Jeri Gunderson, founder of Shiphrah Birthing Home in the outskirts of Manila, works to promote prenatal nutrition and breastfeeding. She learned that some local traditions advised pregnant women to eat very little in their third trimester so that their babies would not be too big and make childbirth harder. Her advice to the contrary had little effect since she was a tall Westerner! Breastfeeding had its own set of local beliefs, with many women doubting that breast milk alone was sufficient for babies. Persuading mothers to consider new ideas would require involving the entire community around each mom.
“Our midwives were themselves breastfeeding Filipino mothers,” Gunderson said, “so they shared with the women. When we teach breastfeeding, we have time at the tables where moms share with one another. Women teaching women. It’s great. We learned that simple, regular friendship support for pregnant [women] and breastfeeding moms works best. Befriending the whole family is key since breastfeeding is a whole family effort. Filipinos are relationship-driven. Forcing Western medical practices that rely more on the use of drugs or machines than the use of community and human touch has done great damage to maternal health care.”

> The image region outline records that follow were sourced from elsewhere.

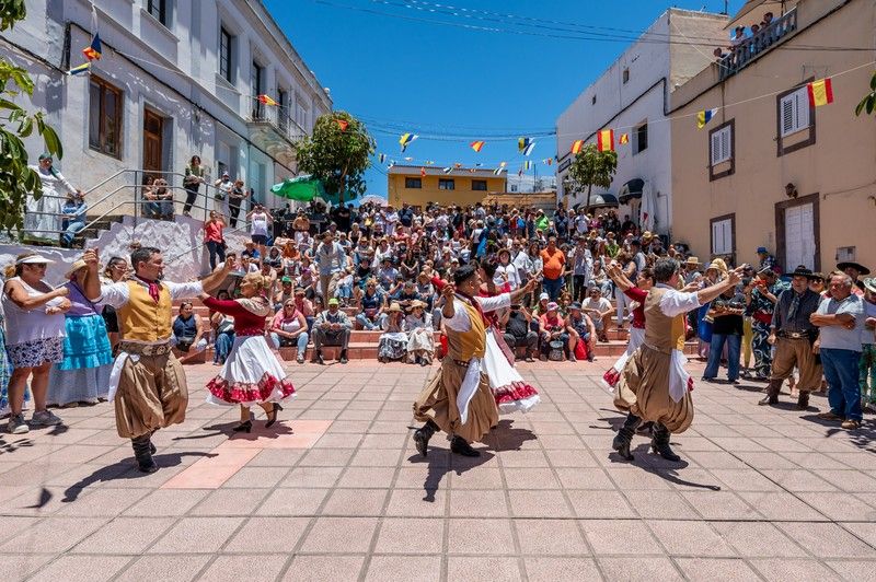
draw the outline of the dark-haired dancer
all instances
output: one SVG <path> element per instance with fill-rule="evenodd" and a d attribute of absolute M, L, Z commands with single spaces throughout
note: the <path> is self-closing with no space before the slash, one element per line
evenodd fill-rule
<path fill-rule="evenodd" d="M 171 351 L 173 301 L 192 299 L 218 288 L 233 264 L 194 283 L 160 281 L 164 272 L 161 251 L 145 246 L 130 255 L 135 277 L 101 286 L 97 251 L 82 257 L 88 265 L 85 296 L 116 309 L 122 341 L 110 376 L 108 399 L 115 404 L 116 430 L 130 439 L 141 472 L 153 473 L 152 433 L 185 420 L 188 387 L 182 364 Z"/>
<path fill-rule="evenodd" d="M 630 444 L 642 420 L 654 422 L 652 449 L 667 461 L 681 458 L 669 446 L 669 434 L 688 430 L 693 421 L 690 391 L 693 382 L 684 371 L 684 314 L 736 286 L 742 269 L 705 289 L 678 291 L 679 263 L 671 258 L 654 265 L 656 286 L 645 299 L 645 338 L 626 362 L 614 395 L 614 406 L 630 412 L 612 446 L 632 461 Z"/>
<path fill-rule="evenodd" d="M 414 401 L 414 418 L 426 422 L 414 433 L 417 451 L 424 456 L 438 430 L 452 435 L 453 453 L 480 456 L 470 443 L 481 440 L 499 420 L 489 381 L 482 370 L 487 341 L 483 313 L 509 306 L 512 300 L 531 292 L 535 283 L 531 281 L 514 293 L 475 299 L 481 288 L 477 270 L 475 264 L 460 267 L 453 273 L 454 284 L 441 290 L 449 349 L 439 373 Z"/>

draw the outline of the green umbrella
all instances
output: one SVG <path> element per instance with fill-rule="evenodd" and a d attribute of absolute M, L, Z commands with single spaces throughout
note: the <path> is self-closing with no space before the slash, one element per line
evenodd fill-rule
<path fill-rule="evenodd" d="M 285 179 L 283 183 L 272 186 L 270 191 L 283 198 L 300 202 L 310 202 L 318 196 L 320 198 L 325 198 L 326 196 L 322 182 L 313 179 L 309 175 Z"/>

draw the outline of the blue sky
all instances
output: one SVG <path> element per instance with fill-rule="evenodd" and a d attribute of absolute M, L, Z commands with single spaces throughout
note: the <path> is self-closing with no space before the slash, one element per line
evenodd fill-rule
<path fill-rule="evenodd" d="M 436 166 L 507 160 L 512 172 L 521 159 L 516 141 L 489 137 L 550 131 L 572 100 L 630 43 L 564 36 L 637 36 L 606 28 L 643 31 L 668 5 L 724 9 L 724 0 L 264 1 L 331 89 L 335 108 L 362 118 L 379 152 L 417 165 L 425 160 Z M 403 5 L 417 2 L 419 10 Z M 744 3 L 730 0 L 730 14 Z M 397 140 L 404 131 L 424 137 L 402 154 Z M 480 154 L 469 147 L 475 139 L 487 142 Z M 531 158 L 550 158 L 553 150 L 553 139 L 542 138 Z M 405 162 L 405 155 L 415 160 Z M 369 194 L 387 195 L 385 166 L 369 170 L 367 177 Z"/>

Partway around the world in Zambia, Pastor Mulenga also spoke of the need to enlist leaders from within the community to bring change. His church started a feeding center for 700 children who lived in nearby underserved communities. Pastor Mulenga’s advice: “To foster nutrition efforts for children and nursing mothers, the first approach should be advocacy through trusted community leaders who have a reputation for providing teaching, training, and awareness to a community. The people who provide this service well in all Zambian and African communities are religious leaders including priests, fathers, pastors, etc.
“Efforts to give aid to communities without effective awareness are resisted by the community. Recently, I witnessed a measles vaccination campaign halted because the community was not well informed, and they repeated myths, such as that the medicine was demonic. If the health personnel had worked with local pastors and made awareness campaigns with local religious leaders, there would have been no resistance.”
Bread supports U.S. programs aimed at reducing hunger, and we pray for wisdom for program managers, that they will be able to listen to local partners and learn from them what will be effective in their communities.
Laura Joseph is a graduate student in Truett Seminary’s Theology, Ecology, and Food Justice program at Baylor University, and was a global nutrition intern at Bread for the World in 2023.